National Income



The total output of goods and services has an important influence on the standard of living and on the number of people employed. 
Gross domestic product (GDP) describes the total output produced by the factors of production located in a country  [some of these factors (e.g. capital) may be owned by foreign firms]. 
Gross National Product (GNP) is the total output produced by the factors of production of a country whether at home or abroad. 
This is measured as
Gross National product = GDP + Net property income from abroad.
Where, net property income from abroad =
                             Property income earned abroad – Property income paid abroad.

The value of the goods required to make good the depreciation of capital is deducted from the GNP in order to obtain the Net national Product. Net national Product is usually referred to as the national Income.        
National Income (NNP) = Gross National Product ─ Depreciation.
 
The National Income is measured using the prices of the goods and service in the year in which they are produced, which is money national income.   Real national income refers to the actual quantities of goods and services produced.  The standard of living depends on the quantities of goods and services produced, that is the real national income.
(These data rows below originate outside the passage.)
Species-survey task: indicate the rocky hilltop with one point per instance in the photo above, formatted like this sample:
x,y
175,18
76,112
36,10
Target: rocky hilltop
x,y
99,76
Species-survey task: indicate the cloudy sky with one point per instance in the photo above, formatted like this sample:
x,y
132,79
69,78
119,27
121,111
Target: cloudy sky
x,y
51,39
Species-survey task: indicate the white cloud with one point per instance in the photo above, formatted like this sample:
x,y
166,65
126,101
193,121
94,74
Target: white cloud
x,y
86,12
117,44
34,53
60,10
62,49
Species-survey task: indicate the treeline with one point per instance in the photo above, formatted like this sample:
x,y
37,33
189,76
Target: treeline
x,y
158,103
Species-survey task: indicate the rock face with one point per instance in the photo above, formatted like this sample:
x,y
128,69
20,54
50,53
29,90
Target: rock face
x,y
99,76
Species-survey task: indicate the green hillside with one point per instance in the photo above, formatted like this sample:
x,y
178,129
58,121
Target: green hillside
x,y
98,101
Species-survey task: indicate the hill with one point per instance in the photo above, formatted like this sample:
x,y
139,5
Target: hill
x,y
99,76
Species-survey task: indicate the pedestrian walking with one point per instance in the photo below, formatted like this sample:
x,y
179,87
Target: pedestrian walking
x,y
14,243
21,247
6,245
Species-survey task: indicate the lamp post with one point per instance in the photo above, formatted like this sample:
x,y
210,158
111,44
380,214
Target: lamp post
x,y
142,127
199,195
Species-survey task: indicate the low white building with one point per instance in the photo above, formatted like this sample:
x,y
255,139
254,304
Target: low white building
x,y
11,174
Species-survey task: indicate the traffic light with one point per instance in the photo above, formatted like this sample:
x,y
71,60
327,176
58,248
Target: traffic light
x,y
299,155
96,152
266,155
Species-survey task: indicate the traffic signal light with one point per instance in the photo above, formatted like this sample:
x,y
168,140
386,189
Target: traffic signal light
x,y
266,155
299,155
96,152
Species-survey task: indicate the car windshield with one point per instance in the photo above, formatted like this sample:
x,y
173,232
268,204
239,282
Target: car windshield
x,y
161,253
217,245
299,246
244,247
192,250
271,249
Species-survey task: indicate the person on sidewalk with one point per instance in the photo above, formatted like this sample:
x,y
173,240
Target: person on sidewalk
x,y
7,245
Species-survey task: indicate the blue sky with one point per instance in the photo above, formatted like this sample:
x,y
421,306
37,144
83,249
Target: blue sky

The measure of National income is very useful and important, because
1) It provides the government with essential information 
2) To indicate changes in the standard of living
3)  To compare the standards of living in different countries.
There are some problems in comparing the standard of living using National income.
1) National income does not tell us how it is distributed.
2)  It also does not tell the types of goods and services produced.
3) Increase in production and national income also lead to an increase in social costs in the form of pollution, congestion and noise, which would not increase the standard of living. 
4) Different countries will have different tastes, and different ways of life [Cold countries need to spend more on heating] and so on. 
5) In some countries the national income is unequally distributed, or 
6) If greater percentage of income is spend on defence then also higher national income will not provide better standard of living. 
7) Sometimes the income per head may be same in two countries, but people in one country may be working longer hours than that of the other. In such cases also one cannot compare the standard of living properly.   
Measuring National income
Goods and services are being produced and used up continuously. Therefore national income is a measure of the total flow of goods and services over a period of one year.  There are different methods to measure national Income. They are 1) the output method 2) the income method 3) the expenditure method.
The output method attempts to measure the value of the outputs of all the different industries. The major problem of this method is the possibility of double counting of the value of output. This problem is overcome by counting only the value added by each firm.
The money value of the goods and services produced will be equal to their costs of production plus profits.  Therefore, the measure of the national output, using income method is the value of all the factor incomes (including profits) paid during the course of production.  The Transfer payments such as pensions and social security benefits are not included in the national income. 

The goods and services produced must be either sold or added to stocks. It is counted as the additions to the existing stocks as a part of total expenditure on the national output in the expenditure method.  This national expenditure is equal to national output. Spending on imports must be excluded   and expenditure on exports must be included.  Taxes on goods and services are also to be deducted from the total spending.
All the above three methods are measuring the same thing; that is the value of National income.